Como analisar as dívidas das empresas

Foto: yanalya/Freepik

Por Fábio Sobreira
Analista CNPI-P e Professor da FIPECAFI

Depois de abordarmos alguns dos principais indicadores de “meio-de-campo” e “ataque” da análise fundamentalista, como o ROE e a Margem Líquida, por exemplo, é hora de falarmos de alguns indicadores de “defesa”.

Nenhuma empresa, por melhor que sejam suas margens ou seus retornos, sobreviverá sem uma boa gestão de caixa, e o melhor meio de medirmos a saúde financeira de uma companhia é olhando para sua dívida. Primeiramente, é importante separarmos os conceitos de dívida em Dívida Bruta, que é o montante total devido, e Dívida Líquida, na qual é considerado também o Caixa.

No exemplo acima, a empresa possui 2.000 em Empréstimos, que seria então sua Dívida Bruta, mas como ela tem 1.000 em Caixa e poderia usá-lo para pagar parte desta dívida, caso quisesse, então sua Dívida Líquida é de apenas 1.000.

Temos em nossa Bolsa muitos casos de empresas sem dívidas ou até mesmo com dívidas líquidas negativas, como é o caso da Alpargatas. A empresa teve um pico de altas dívidas entre 2018 e 2020, as quais passavam de R$ 7 bilhões, mas em 2021, além de uma Dívida Bruta de apenas R$ 248 milhões, a empresa apresenta R$ 915 milhões em Caixa, o que lhe deixa com uma Dívida Líquida de R$ -667 milhões.

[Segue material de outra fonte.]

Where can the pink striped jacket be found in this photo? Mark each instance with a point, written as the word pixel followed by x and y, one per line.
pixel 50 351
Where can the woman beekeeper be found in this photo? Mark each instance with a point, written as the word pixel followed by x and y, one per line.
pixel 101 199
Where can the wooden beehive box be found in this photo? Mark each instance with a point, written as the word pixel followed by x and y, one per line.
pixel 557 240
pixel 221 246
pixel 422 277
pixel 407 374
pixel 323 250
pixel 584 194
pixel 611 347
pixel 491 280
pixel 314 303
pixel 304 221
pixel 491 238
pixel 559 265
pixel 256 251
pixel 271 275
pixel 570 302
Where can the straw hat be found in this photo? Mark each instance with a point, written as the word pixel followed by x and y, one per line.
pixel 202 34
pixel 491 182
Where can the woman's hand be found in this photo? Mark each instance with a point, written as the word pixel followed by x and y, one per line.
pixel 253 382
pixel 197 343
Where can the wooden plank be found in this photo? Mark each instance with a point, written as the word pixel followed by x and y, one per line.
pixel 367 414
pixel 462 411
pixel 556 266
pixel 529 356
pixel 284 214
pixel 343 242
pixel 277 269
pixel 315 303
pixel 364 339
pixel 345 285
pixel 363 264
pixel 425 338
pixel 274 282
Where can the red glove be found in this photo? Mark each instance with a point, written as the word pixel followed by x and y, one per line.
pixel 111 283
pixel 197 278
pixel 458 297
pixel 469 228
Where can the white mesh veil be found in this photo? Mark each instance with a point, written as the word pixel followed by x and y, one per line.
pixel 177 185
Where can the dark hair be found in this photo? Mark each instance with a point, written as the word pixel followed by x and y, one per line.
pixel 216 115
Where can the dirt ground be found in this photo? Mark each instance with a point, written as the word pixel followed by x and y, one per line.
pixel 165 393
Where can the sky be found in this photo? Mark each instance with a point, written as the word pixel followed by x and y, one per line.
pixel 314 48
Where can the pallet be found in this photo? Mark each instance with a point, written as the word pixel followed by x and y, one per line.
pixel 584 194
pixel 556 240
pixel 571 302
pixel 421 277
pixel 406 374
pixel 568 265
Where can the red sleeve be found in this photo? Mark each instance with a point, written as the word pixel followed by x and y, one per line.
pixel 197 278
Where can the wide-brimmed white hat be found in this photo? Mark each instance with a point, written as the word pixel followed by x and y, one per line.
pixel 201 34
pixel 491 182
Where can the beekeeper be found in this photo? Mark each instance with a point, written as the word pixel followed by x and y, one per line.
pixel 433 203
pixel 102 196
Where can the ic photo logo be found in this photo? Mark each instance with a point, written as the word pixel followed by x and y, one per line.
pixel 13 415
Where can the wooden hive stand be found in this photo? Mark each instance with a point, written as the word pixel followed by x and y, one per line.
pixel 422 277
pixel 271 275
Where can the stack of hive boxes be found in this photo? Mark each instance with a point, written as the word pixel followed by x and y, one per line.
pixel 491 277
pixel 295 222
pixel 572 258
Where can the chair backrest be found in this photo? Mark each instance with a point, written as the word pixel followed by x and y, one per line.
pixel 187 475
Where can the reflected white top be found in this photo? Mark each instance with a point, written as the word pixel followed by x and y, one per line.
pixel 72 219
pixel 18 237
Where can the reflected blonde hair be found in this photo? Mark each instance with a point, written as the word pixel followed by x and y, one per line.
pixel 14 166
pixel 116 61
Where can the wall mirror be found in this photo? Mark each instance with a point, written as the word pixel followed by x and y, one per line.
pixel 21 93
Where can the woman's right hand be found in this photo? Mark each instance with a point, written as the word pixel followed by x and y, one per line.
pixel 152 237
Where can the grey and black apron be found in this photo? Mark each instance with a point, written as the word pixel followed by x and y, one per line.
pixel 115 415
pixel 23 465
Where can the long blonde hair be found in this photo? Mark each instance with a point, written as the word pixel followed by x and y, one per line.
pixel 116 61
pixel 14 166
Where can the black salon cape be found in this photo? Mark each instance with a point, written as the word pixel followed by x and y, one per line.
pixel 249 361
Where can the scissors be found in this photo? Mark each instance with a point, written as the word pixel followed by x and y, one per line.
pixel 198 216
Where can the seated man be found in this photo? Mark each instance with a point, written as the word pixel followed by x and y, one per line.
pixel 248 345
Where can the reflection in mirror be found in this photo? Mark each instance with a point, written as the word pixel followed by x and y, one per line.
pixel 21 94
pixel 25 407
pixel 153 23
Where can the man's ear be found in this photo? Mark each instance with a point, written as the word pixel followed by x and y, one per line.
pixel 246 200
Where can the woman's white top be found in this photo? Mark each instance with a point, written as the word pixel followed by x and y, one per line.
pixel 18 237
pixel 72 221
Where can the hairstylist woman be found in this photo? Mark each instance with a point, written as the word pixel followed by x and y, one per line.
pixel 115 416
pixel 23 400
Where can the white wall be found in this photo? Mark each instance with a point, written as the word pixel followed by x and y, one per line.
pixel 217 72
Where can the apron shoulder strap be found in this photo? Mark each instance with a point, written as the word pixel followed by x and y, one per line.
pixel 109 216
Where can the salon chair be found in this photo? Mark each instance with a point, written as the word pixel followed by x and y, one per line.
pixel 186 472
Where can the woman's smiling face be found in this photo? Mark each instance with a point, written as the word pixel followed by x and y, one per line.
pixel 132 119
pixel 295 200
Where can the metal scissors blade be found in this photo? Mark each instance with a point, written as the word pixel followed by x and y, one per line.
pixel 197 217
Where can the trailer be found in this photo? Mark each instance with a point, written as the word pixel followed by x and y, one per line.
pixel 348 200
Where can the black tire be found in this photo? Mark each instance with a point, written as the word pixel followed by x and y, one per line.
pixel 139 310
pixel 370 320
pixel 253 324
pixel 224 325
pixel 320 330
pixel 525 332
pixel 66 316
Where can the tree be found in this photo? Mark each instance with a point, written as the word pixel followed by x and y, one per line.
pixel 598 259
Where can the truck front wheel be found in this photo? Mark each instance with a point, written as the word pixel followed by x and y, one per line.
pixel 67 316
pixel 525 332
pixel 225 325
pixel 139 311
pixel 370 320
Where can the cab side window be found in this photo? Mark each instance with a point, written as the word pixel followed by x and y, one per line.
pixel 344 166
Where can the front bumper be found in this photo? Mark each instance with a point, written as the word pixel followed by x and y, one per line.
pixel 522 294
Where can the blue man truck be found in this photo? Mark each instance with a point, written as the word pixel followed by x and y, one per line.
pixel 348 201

Não me entendam errado, as dívidas nem sempre são ruins para uma companhia. Quando há oportunidades de crescimento e a empresa não tem recursos próprios para os investimentos, ela pode e deve se endividar, desde que o retorno previsto com estes investimentos seja superior aos juros que serão pagos por causa da dívida.

Em outras palavras, para que o processo de captação de recursos gere benefícios, é necessário que o planejamento do montante a ser captado esteja em linha com a utilização destes recursos e que sejam avaliados os prazos de pagamentos e os juros da dívida em relação à geração de caixa da companhia.

Além disso, no caso das empresas do Lucro Real, há ainda o benefício do abatimento dos juros no valor do IR e da CSLL, o que gera, por si só, um ganho tributário que pode ser muito relevante.

A verdade é que não é tarefa fácil mensurar até onde as dívidas são benéficas ou maléficas para uma empresa, mas há dois indicadores muito importantes e largamente utilizados no mercado financeiro, os quais nos dão algum indício da saúde financeira delas.

O primeiro deles é a Dívida Bruta sobre o Patrimônio Líquido, que mede a alavancagem geral da empresa, ou o quanto ela tem de capital de terceiros em relação ao seu próprio capital. Apesar de esta relação não ser igual para todos os tipos de empresa e setores, um número aceitável geralmente está entre 0,5 e 1, sendo que, no geral, quanto menor, melhor.

Porém, como a necessidade de capital próprio de cada empresa costuma ser diferente dependendo do tipo de atividade que ela exerce, um outro indicador acaba sendo mais eficiente em medir a sustentabilidade das dívidas, que é o cálculo da Dívida Líquida sobre o EBITDA. 

Aqui, geralmente, quanto menor o valor, melhor, pois ele nos dá uma noção de quantos anos uma empresa precisaria gerar de lucro operacional para pagar suas dívidas já descontadas do seu caixa. Apesar de novamente não haver uma regra, valores acima de 3 geralmente são considerados altos.

Há um termo muito utilizado na esfera dos investimentos que é o “Cash is King”. De fato, empresas que têm situações financeiras bem controladas têm maior poder de barganha, além de diminuírem consideravelmente o risco de falir.

Lembrem-se disto, preocupar-se apenas com a eficiência operacional e esquecer-se da gestão financeira é o que leva muitas empresas, grandes ou pequenas, à falência. Em crises como a que vimos nestes últimos dois anos, empresas com boa gestão são aquelas que têm a maior chance de sobreviver, no caso de precisarem “queimar” caixa por um tempo.

Portanto, quando for escolher uma empresa para investir apenas por seus fundamentos, sem olhar para sua cotação, procure por aquelas que tenham retornos e margens crescentes, mas também que apresentem dívidas condizentes com a atividade que exercem.

Saber equilibrar uma boa estratégia de ataque e de defesa é uma das chaves para se chegar ao sucesso nos investimentos, ainda sem olhar para questões relacionadas ao preço das ações, que passaremos a tratar em nosso próximo artigo.